The rise of Theodore Roosevelt - Edmund Morris [105]
For all its sleepy aspect, Little Missouri was unofficially rated by the Northern Pacific as “the toughest town on the line,”7 a place where questions of honor—or, more frequently, dishonor—were settled with six-shooters. The nearest sheriff was 150 miles to the east; the nearest U.S. marshal, over 200 miles to the south. The presence of a military detachment, assigned to guard railroad construction gangs from attacks by predatory Sioux, had until recently established some semblance of law and order in the community, but now the soldiers were gone. Only the day before Roosevelt’s arrival, a “Golden Spike Special” had passed through town, carrying dignitaries west to Montana for ceremonies marking completion of the Northern Pacific Railroad corridor.8 Ex-President Grant had been on board, and the glimpse of his profile speeding by was symbolic to Little Missouri’s fifty or sixty residents. Uncle Sam had withdrawn his protection from yet another frontier outpost; now the settlement lay open to the conflicting interests of white man and Indian, greed and conservation, law and anarchy, money and guns. A few months would determine whether Little Missouri would survive as a hunting resort, or whether, like so many obsolete railroad towns, it would become a few crumbling sticks in the wilderness.

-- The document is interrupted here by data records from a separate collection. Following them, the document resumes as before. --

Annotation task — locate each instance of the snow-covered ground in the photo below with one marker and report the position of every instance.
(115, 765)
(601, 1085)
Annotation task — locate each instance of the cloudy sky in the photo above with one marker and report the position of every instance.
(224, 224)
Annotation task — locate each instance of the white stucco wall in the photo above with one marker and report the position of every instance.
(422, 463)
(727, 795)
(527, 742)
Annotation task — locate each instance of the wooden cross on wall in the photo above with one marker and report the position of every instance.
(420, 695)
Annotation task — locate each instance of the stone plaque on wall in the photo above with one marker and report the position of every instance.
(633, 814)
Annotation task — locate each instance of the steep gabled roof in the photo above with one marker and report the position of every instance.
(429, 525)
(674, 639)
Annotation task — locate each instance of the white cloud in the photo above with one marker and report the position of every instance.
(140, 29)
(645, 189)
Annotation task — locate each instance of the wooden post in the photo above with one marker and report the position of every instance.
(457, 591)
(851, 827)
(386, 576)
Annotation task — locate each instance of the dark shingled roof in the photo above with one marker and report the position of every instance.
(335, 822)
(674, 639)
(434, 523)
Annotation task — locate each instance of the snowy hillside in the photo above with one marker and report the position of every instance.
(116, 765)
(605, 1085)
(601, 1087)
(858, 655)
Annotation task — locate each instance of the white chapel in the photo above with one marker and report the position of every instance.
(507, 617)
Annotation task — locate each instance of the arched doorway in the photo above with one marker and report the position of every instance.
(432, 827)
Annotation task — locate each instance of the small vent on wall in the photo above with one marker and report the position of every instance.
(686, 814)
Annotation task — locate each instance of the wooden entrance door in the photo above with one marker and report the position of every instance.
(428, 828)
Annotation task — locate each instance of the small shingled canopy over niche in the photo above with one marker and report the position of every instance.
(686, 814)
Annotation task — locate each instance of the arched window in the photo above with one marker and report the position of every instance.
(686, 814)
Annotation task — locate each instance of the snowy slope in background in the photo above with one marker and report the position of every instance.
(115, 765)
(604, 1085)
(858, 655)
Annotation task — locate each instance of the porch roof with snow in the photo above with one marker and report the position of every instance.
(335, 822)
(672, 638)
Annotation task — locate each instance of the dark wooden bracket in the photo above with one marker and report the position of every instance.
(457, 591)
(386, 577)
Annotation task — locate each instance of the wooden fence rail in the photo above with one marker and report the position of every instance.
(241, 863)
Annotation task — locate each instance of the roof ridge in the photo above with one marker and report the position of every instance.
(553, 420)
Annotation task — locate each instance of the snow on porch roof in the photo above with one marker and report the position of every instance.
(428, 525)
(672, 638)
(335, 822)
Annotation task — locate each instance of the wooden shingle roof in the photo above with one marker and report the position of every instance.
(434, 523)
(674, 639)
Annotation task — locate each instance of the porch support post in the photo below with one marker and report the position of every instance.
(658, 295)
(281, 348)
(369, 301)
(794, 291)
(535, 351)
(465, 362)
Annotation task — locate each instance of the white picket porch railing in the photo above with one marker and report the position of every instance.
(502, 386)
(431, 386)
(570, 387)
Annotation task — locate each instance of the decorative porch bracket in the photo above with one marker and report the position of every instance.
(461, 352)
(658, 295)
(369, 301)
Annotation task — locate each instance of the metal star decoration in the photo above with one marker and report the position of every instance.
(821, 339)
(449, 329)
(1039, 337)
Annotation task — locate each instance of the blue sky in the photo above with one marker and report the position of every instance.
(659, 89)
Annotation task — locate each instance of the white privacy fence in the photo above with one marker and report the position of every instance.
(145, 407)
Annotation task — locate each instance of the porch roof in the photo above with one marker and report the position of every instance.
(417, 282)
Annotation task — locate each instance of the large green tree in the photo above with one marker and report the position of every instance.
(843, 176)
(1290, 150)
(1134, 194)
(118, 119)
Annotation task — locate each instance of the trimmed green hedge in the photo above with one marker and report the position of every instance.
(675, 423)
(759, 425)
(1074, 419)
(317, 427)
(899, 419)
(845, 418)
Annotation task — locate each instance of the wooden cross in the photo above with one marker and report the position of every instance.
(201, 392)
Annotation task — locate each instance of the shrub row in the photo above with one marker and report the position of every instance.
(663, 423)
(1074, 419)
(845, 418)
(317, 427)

ROOSEVELT, THAT SUNNY Saturday morning, could not have cared less about Little Missouri’s economic future. He had come West to kill buffalo; he was impatient to get out of town and into the Badlands, whose violet ravines beckoned excitingly in all directions. But first a guide must be found. The saloon was not yet open, and the Captain, grouchy from lack of sleep, would not say where else Roosevelt might recruit help. His son, a fat youth with whiskey-red cheeks, apparently inherited, was more helpful. He suggested that Joe Ferris, down at the cantonment, might be willing.9
About this time, perhaps, Roosevelt began to realize that hiring a professional guide would not necessarily guarantee him a buffalo. Commander Gorringe, anxious for clients, had doubtless intimated that buffalo were still plentiful in the Badlands, when Roosevelt first met him in May. Actually there had been several thousand animals left to shoot then, but the situation soon changed dramatically for the worse. In mid-June a band of excited Sioux, encouraged by the U.S. Government, had slaughtered five thousand buffalo on the plains just east of the Badlands. Throughout the summer, passengers on the Northern Pacific had blazed away at whatever beasts wandered near the tracks, leaving their carcasses to the successive depredations of skin hunters, coyotes, buzzards, and “bone merchants.” Less than a week before Roosevelt’s arrival in the Badlands, the Sioux had returned to kill off a herd of ten thousand survivors. Again, the slaughter was carried out with full federal approval; Washington knew that plains bare of buffalo would soon be bare of Indians too.10
Joe Ferris’s first reaction to Roosevelt’s proposal was negative. He was a short, husky young Canadian, built like “the power end of a pile driver.” Although his mustache was sad, his eyes were friendly—or was the gloom of the cantonment post store delusive?11 In his twenty-five-odd years, Ferris had laid railroads, jacked lumber, managed stables, and guided a succession of buffalo hunters through the Badlands, before accepting the job of barn superintendent for Commander Gorringe. For all his out-of-doors background, he was of sedentary disposition; the prospect of another expedition in pursuit of a vanishing species did not appeal to him. Neither, for that matter, did this new dude, with his owlish spectacles and frenzied grin.12 But the dude proved remarkably persuasive. There was about him the intoxicating smell of money—and Joe Ferris, whose private ambition was to become the first banker in Little Missouri, found himself agreeing to be Roosevelt’s guide for the next two weeks.